Pickle lighting for fun and profit

2oct09_mitpickle (Custom)

The fantastic people at MIT have taken it upon themselves to explain how an OLED works. Their visual aide in this explanation is an electrocuted pickle. This helps describe how OLEDs are actually constructed from organic material.  Many of you probably already know how they work, but for those who don’t this video will clear up any questions you might have. Even if you do know how OLEDs work, you may learn something too. We hadn’t realized how amazingly thin the displays are.

[via Engadget]

19 thoughts on “Pickle lighting for fun and profit

  1. Ah, and oldie but a goodie. I remember reading about the glowing pickle experiment back in the day in Penn and teller’s book “How to Play with your food…

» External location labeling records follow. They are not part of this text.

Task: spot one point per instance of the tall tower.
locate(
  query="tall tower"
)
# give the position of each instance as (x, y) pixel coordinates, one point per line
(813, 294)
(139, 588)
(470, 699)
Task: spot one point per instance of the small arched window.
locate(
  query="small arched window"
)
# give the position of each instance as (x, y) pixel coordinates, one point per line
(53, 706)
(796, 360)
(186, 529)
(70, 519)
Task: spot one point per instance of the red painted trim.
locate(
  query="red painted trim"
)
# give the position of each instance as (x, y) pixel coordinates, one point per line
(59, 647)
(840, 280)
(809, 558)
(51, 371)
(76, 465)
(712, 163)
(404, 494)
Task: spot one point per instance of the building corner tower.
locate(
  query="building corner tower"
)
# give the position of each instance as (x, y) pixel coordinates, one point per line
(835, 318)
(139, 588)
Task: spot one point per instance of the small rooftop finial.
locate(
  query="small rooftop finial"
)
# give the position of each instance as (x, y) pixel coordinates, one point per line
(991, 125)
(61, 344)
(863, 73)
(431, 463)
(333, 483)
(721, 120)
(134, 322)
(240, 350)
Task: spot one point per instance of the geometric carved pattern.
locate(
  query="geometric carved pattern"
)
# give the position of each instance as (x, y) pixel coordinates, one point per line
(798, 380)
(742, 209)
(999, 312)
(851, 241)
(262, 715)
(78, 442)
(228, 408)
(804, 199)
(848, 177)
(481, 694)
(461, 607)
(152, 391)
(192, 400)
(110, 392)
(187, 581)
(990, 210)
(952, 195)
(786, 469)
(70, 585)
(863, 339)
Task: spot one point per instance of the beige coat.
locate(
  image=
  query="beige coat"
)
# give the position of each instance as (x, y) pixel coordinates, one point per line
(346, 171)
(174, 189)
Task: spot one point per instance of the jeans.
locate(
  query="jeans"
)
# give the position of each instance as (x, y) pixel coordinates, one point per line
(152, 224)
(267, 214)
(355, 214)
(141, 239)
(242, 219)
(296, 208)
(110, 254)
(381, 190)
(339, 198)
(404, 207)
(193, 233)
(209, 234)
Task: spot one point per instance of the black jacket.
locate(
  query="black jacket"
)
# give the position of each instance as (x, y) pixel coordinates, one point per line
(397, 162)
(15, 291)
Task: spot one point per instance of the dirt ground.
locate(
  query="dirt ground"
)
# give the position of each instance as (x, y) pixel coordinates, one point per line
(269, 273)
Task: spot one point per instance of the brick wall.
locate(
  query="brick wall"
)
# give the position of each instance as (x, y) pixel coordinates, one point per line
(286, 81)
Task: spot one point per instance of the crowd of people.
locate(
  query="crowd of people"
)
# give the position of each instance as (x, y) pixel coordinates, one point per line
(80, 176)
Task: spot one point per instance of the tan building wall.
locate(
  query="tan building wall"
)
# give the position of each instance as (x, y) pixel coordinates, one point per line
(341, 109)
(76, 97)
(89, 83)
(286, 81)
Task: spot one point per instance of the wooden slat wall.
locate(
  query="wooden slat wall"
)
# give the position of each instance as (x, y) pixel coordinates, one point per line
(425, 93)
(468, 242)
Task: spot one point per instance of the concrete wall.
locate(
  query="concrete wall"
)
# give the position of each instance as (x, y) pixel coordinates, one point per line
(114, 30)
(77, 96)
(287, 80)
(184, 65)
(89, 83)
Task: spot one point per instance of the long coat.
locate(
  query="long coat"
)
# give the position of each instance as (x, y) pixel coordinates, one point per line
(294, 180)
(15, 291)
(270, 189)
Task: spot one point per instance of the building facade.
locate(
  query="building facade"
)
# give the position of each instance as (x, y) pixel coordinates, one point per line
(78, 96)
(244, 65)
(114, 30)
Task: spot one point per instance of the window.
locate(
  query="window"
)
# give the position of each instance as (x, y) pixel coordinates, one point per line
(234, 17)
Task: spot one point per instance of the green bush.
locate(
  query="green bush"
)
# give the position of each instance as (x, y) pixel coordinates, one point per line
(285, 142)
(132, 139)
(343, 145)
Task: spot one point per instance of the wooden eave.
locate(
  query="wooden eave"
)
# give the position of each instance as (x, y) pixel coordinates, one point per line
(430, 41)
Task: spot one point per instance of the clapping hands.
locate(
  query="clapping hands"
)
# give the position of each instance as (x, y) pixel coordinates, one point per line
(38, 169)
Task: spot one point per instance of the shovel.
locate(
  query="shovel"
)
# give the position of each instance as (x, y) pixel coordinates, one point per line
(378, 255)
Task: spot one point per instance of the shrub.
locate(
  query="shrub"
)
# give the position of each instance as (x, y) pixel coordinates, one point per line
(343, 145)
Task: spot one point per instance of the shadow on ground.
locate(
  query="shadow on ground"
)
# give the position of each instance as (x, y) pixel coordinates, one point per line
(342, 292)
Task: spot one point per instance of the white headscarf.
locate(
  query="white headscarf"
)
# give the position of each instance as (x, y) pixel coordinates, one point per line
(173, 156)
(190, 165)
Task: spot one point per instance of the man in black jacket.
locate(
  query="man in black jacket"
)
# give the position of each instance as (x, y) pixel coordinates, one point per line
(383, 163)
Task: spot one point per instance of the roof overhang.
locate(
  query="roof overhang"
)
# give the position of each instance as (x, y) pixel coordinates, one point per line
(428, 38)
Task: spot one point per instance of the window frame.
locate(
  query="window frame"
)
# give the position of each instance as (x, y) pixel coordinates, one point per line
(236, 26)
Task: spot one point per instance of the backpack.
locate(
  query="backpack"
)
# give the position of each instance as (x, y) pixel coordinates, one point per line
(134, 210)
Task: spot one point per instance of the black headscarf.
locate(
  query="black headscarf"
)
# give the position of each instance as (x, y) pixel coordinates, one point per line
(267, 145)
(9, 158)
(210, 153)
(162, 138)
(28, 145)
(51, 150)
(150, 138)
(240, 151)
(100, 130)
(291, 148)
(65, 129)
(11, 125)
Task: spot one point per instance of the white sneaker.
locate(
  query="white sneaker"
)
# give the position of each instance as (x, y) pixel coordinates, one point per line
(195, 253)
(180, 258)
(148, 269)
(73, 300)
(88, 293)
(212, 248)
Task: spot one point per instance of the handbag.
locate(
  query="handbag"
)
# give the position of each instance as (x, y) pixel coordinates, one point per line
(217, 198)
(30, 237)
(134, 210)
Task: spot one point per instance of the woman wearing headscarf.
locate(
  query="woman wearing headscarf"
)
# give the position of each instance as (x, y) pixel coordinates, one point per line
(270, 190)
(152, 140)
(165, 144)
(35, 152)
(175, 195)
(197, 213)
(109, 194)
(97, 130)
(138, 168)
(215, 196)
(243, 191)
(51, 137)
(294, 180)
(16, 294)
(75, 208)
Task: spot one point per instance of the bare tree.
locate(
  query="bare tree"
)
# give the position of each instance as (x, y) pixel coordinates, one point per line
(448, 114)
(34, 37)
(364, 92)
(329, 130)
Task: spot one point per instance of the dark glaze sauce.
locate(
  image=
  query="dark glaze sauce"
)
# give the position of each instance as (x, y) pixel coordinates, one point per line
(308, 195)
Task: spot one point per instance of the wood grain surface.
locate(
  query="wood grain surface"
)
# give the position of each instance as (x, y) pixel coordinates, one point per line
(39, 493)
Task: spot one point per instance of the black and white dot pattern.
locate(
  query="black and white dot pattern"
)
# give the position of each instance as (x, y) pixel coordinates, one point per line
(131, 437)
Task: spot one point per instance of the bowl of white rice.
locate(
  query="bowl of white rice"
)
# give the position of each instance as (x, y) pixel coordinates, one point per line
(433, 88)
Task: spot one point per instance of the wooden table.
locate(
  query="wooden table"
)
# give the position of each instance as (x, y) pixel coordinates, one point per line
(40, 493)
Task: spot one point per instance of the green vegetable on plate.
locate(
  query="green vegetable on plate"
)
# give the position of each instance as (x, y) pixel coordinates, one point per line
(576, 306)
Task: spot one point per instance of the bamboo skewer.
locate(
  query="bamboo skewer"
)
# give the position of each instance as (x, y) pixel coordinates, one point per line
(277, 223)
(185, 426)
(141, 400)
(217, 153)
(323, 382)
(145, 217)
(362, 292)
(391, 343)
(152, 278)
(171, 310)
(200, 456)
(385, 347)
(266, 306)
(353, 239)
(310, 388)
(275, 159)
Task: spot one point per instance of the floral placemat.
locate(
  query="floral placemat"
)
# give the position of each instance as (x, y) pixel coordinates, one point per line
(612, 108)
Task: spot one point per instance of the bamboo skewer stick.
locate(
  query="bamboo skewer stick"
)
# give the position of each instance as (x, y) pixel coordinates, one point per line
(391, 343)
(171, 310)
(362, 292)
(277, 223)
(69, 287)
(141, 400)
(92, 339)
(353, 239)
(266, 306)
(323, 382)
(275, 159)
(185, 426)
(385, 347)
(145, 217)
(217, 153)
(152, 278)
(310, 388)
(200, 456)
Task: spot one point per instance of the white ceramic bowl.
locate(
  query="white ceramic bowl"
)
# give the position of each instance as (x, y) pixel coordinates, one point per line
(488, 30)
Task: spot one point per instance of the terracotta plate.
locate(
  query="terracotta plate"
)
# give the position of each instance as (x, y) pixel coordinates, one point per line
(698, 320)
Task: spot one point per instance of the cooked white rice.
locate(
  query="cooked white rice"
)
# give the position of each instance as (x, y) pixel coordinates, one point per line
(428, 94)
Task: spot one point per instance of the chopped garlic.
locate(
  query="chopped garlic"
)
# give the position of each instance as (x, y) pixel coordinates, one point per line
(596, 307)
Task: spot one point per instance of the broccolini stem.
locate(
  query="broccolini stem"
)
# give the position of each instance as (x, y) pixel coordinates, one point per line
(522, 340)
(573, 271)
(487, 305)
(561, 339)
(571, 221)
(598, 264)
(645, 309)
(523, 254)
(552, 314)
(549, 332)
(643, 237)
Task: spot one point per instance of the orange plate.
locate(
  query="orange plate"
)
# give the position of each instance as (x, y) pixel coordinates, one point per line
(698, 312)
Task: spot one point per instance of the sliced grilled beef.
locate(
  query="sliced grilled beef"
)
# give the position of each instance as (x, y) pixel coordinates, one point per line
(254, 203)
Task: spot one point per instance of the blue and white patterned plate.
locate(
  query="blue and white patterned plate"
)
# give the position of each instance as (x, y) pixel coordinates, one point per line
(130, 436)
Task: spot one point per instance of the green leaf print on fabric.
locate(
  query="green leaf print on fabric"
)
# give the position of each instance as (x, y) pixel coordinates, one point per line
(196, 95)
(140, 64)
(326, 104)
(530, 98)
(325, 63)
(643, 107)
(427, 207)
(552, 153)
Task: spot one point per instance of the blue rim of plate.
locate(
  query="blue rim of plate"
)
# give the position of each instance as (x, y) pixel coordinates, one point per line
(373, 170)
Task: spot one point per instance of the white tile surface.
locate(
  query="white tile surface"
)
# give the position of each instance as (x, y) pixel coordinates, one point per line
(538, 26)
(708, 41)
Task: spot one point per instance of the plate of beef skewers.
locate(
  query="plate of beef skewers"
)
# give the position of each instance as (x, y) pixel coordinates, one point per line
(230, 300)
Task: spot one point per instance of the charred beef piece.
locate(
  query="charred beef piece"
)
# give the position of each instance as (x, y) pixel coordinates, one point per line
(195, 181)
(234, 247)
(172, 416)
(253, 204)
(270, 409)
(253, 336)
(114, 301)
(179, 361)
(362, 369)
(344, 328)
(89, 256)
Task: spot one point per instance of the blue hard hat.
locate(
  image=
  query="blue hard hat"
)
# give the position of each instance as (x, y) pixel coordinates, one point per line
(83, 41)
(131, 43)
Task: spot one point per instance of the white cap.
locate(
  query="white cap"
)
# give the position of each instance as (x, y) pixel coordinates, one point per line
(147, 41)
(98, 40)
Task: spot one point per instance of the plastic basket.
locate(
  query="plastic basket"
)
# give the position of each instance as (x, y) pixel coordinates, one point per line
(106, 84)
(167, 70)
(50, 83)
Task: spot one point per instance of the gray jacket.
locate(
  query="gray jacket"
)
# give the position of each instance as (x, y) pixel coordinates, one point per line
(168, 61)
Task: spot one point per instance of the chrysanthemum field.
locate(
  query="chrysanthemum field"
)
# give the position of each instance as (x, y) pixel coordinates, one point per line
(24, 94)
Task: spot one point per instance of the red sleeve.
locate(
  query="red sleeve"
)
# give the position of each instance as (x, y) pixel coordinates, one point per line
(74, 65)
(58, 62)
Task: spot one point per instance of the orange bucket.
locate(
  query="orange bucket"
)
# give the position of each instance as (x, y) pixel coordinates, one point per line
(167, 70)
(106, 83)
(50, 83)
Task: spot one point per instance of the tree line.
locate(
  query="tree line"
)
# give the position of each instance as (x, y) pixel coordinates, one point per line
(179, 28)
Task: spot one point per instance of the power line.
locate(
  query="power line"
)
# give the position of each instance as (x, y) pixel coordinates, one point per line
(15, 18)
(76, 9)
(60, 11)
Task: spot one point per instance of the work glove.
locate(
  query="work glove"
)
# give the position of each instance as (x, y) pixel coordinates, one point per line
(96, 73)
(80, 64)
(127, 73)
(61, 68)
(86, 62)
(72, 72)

    Boing boing did a thing on it back in 2006. You just hook up straight ac current to probes in the pickle, and the brine and pickle flesh does the rest. Scary stuff really.

    http://www.boingboing.net/2006/08/31/howto-make-a-glowing.html

    I wonder if you could make pickle lighting more efficient with some kind of brine enclosure and something like a lime-light arc lamp setup… or would that just cause the pickle to explode? Either way, lots of fun. Oh and because it’s lacking today.. Arduino FTW!

  2. @T&P: You do know that technology moves forward, right? Do you think someone just pooped out a perfect CRT without drawbacks on the first try? Hell they didn’t even have more than one colour back then.

  3. @T&P: Yeah, I’ve never seen a faded, distorted, blurred, misaligned, or otherwise failing CRT. They just last forever and ever without failing. I even heard it told that they don’t really use power, the wall plug is just there so they don’t scare people with their awesome, magic powers.

  4. I heard from someone that used to work for DEC that everyone used to say the “EV” in their alpha processors stood for “Electric Vlasic” =)

  5. The 3 micron thick part of the display is only the organic layer. And whoever said it rots: oh wow I am too polite to explain how ignorant you are.

  6. @samurai .. LEP is already used. It stands for light emitting polymer. It is actually just another name for OLED, as the polymer is organic.